TOKYO, Japan, September 16, 2014 (AMG) – Japan has been hit by a dengue fever epidemic for the first time since 1945, with figures suggesting that at least 96 people have caught the mosquito-borne viral infection since August this year.
Yoyogi Park in Tokyo is believed to be the centre of the current outbreak, although two cases have been reported from outside this area in recent days.
Japan has experienced imported cases of dengue from returning travellers in the past, but this is the first time in 70 years that domestic mosquitoes have transmitted the disease. An unusually wet summer has been blamed by the authorities for fuelling the outbreak, but the number of mosquito vectors is expected to reduce dramatically by autumn as the weather changes.
In an effort to contain the epidemic, signs have been placed around the park – which has been closed – warning people in the vicinity to cover bare skin and use insect repellent to prevent bites. Authorities have sprayed pesticides and drained lakes for additional precautions.
Dengue causes symptoms including fever, severe headache, muscle and joint pain, nausea, swollen glands and a rash. The vast majority of patients recover from infection, however, it is a leading cause of death among children in Latin America and the Caribbean, as well as some parts of Asia.

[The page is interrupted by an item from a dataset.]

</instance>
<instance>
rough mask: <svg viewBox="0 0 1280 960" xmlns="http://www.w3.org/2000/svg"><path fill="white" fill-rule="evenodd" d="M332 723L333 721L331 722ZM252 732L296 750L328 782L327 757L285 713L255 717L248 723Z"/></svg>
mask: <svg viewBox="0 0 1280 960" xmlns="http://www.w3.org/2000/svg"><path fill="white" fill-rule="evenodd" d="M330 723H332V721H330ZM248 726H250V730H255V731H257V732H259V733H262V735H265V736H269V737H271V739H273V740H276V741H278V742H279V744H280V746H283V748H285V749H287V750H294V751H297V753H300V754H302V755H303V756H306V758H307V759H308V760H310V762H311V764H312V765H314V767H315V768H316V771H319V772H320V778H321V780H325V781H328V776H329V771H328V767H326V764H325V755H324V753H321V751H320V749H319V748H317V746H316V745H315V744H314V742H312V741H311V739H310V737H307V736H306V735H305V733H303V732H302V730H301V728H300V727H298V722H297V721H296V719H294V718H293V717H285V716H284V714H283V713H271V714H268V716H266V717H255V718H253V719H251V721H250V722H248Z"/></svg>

Approximately 500,000 cases of dengue haemorrhagic fever occur each year, which can have a fatality rate as high as 20% if early care is not given.
While there are no vaccines available for Dengue Fever, an experimental vaccine trial carried out this year with 20,000 children aged 9 to 16 years living in Latin America and the Caribbean proved to be 60% effective.
Climate links feared: The mosquitoes that transmit Dengue Fever are predominantly found in tropical and sub-tropical regions, prompting concerns voiced at a recent conference held in Geneva that global warming may be contributing to its worldwide spread. Higher temperatures and greater humidity may cause mosquitoes to live longer, increasing the likelihood they are able to transmit not only dengue but malaria as well.
Prior to 1970, nine countries reported dengue haemorrhagic fever whereas today it is been seen in over 100 countries. The disease infects 100 million people annually and around 40% of the world’s population lives in an area where it is endemic.
The United Nations will convene a conference of world leaders on climate change in New York from September 22-28, where it is that hoped climate sensitive infectious diseases, such as dengue and malaria, will be discussed and decisive action taken.